Dynamic Correspondence (DC)

  • Resistance training aims to exploit the immediate, cumulative, long-term, and delayed effects of imposed training demands.
  • Performance alterations depend on the organization, sequencing, and manipulation of overload, specificity, and variation.
  • Transfer of training effects (ToTE) is important for athletes and coaches; strength should be developed within the context of the sport.
  • As training moves from extensive (accumulation) to intensive (transmutation and realization), considerations in workload shift from general to more specific.

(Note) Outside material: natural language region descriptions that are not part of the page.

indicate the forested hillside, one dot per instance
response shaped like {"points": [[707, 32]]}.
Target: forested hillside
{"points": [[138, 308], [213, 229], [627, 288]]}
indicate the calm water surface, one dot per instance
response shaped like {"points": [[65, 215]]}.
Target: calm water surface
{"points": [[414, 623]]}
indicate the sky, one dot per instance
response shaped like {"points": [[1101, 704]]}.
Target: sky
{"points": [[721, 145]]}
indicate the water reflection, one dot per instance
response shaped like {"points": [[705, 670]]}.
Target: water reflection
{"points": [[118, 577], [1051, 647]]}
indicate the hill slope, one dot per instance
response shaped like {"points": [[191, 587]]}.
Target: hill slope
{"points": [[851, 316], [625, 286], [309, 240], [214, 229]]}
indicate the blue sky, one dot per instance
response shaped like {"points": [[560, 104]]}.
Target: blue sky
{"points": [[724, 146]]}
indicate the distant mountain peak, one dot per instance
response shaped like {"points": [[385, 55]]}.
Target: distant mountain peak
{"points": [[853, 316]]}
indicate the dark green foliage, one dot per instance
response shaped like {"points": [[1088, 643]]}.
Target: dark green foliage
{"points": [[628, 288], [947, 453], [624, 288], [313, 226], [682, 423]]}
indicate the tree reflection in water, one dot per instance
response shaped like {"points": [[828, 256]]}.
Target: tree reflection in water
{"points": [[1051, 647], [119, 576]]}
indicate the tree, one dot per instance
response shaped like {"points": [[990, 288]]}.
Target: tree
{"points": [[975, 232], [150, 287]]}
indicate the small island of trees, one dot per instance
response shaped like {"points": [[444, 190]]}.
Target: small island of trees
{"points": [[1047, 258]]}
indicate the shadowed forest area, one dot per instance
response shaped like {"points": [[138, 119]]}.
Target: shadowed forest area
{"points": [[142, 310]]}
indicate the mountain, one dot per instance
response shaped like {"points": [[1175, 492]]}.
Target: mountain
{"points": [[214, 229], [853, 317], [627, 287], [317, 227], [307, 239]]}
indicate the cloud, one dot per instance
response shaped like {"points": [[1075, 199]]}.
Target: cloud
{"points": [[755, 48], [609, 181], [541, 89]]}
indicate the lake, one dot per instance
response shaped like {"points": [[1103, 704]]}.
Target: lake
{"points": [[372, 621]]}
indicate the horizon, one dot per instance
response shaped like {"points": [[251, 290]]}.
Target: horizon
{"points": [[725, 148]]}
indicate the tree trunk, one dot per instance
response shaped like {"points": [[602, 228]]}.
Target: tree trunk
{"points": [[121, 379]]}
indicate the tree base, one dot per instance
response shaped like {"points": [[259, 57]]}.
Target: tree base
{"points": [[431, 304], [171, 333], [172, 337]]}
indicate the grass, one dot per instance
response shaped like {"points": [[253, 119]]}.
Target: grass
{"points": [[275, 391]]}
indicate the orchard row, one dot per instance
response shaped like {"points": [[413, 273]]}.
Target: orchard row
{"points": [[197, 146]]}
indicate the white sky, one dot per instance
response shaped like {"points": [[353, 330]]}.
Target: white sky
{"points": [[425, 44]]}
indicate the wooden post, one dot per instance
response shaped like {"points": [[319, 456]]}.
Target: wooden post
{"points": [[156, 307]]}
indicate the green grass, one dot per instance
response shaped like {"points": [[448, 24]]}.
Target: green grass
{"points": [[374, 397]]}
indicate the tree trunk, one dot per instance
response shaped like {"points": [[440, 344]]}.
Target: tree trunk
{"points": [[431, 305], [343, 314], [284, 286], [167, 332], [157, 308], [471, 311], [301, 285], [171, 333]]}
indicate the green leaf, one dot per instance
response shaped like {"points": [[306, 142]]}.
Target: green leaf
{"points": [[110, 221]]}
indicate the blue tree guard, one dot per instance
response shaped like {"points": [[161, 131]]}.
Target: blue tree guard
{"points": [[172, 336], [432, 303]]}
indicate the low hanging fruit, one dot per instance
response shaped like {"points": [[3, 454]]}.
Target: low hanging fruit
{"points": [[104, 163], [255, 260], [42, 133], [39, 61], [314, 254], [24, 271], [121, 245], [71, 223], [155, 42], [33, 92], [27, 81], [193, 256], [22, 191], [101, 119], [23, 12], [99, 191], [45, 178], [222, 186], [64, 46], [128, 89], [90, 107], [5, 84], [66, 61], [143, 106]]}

Dynamic Correspondence Components

  • Amplitude and direction of movements:
    • Amplitude: range of motion (ROM) or degree of movement displacement.
    • Direction: Forces in sport are often initiated by applying force through the ground, exercises initiating differently such as open kinetic chain, may not transfer.
  • Accentuated regions of force production:
    • Explosive ballistic type training with high RFD's might be one of the most effective modes of resistance training to improve athletic performance.
  • Dynamics of effort:
    • Force-velocity characteristics of training and relation to athletic movements.
    • Heavy-load resistance training produces larger increases in maximal strength compared to low-load. Low-load, higher velocity may be necessary for well-trained athletes.
  • Rate and timing of maximum force production:
    • Maximize force production during critical time intervals.
    • Enhance the rate of force development (RFD) and use tasks that may have a similar time constraints to sports specific movements.
  • Regime of muscular work:
    • The type of muscular contraction: concentric, isometric, eccentric, or stretch-shortening cycles (SSC).
  • Additional Considerations:
    • Coaches must have a strong and clear understanding of the kinetic and kinematic relationships between specific training strategies and athletic performance.

Summary

  • Specificity has two major components:
    • A strength-endurance continuum (S-EC).
    • Adherence to principles of Dynamic Correspondence.